The utility of the supervised Kohonen self-organizing map was assessed and compared to several statistical methods used in QSAR analysis. The self-organizing map (SOM) describes a family of nonlinear, topology preserving mapping methods with attributes of both vector quantization and clustering that provides visualization options unavailable with other nonlinear methods. In contrast to most chemometric methods, the supervised SOM (sSOM) is shown to be relatively insensitive to noise and feature redundancy. Additionally, sSOMs can make use of descriptors having only nominal linear correlation with the target property. Results herein are contrasted to partial least squares, stepwise multiple linear regression, the genetic functional algorithm, and genetic partial least squares, collectively referred to throughout as the "standard methods". The k-nearest neighbor (kNN) classification method was also performed to provide a direct comparison with a different classification method. The widely studied dihydrofolate reductase (DHFR) inhibition data set of Hansch and Silipo is used to evaluate the ability of sSOMs to classify unknowns as a function of increasing class resolution. The contribution of the sSOM neighborhood kernel to its predictive ability is assessed in two experiments: (1) training with the k-means clustering limit, where the neighborhood radius is zero throughout the training regimen, and (2) training the sSOM until the neighborhood radius is reduced to zero. Results demonstrate that sSOMs provide more accurate predictions than standard linear QSAR methods.

Genetic algorithms and self-organizing maps: a powerful combination for modeling complex QSAR and QSPR problems.

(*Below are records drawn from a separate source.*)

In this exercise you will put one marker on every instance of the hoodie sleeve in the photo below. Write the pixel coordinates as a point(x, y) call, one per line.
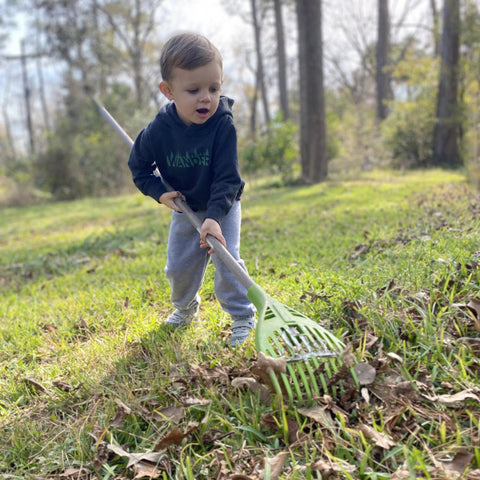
point(227, 185)
point(142, 165)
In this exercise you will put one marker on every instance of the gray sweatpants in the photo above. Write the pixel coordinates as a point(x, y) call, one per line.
point(187, 262)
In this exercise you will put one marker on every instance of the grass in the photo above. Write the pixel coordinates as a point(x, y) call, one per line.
point(387, 261)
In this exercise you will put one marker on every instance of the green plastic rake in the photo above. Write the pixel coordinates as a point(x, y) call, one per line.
point(313, 354)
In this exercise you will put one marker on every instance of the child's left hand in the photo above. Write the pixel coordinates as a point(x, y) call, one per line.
point(211, 227)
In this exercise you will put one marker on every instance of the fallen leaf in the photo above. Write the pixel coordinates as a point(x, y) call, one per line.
point(381, 439)
point(327, 467)
point(460, 462)
point(254, 386)
point(65, 387)
point(37, 387)
point(473, 343)
point(75, 474)
point(274, 466)
point(474, 306)
point(320, 415)
point(122, 412)
point(395, 357)
point(267, 364)
point(189, 402)
point(457, 397)
point(134, 458)
point(175, 437)
point(173, 414)
point(146, 469)
point(365, 373)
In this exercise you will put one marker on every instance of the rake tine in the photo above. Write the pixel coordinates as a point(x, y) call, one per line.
point(309, 359)
point(291, 342)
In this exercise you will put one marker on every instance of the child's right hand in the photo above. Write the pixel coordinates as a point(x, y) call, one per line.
point(168, 200)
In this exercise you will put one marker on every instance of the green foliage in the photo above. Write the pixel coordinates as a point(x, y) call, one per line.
point(387, 261)
point(408, 131)
point(274, 152)
point(84, 156)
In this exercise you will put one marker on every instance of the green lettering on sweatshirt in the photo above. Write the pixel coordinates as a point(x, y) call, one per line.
point(189, 159)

Modeling non-linear descriptor-target activity/property relationships with many dependent descriptors has been a long-standing challenge in the design of biologically active molecules. In an effort to address this problem, we couple the supervised self-organizing map with the genetic algorithm. Although self-organizing maps are non-linear and topology-preserving techniques that hold great potential for modeling and decoding relationships, the large number of descriptors in typical quantitative structure-activity relationship or quantitative structure-property relationship analysis may lead to spurious correlation(s) and/or difficulty in the interpretation of resulting models. To reduce the number of descriptors to a manageable size, we chose the genetic algorithm for descriptor selection because of its flexibility and efficiency in solving complex problems. Feasibility studies were conducted using six different datasets, of moderate-to-large size and moderate-to-great diversity; each with a different biological endpoint. Since favorable training set statistics do not necessarily indicate a highly predictive model, the quality of all models was confirmed by withholding a portion of each dataset for external validation. We also address the variability introduced onto modeling through dataset partitioning and through the stochastic nature of the combined genetic algorithm supervised self-organizing map method using the z-score and other tests. Experiments show that the combined method provides comparable accuracy to the supervised self-organizing map alone, but using significantly fewer descriptors in the models generated. We observed consistently better results than partial least squares models. We conclude that the combination of genetic algorithms with the supervised self-organizing map shows great potential as a quantitative structure-activity/property relationship modeling tool.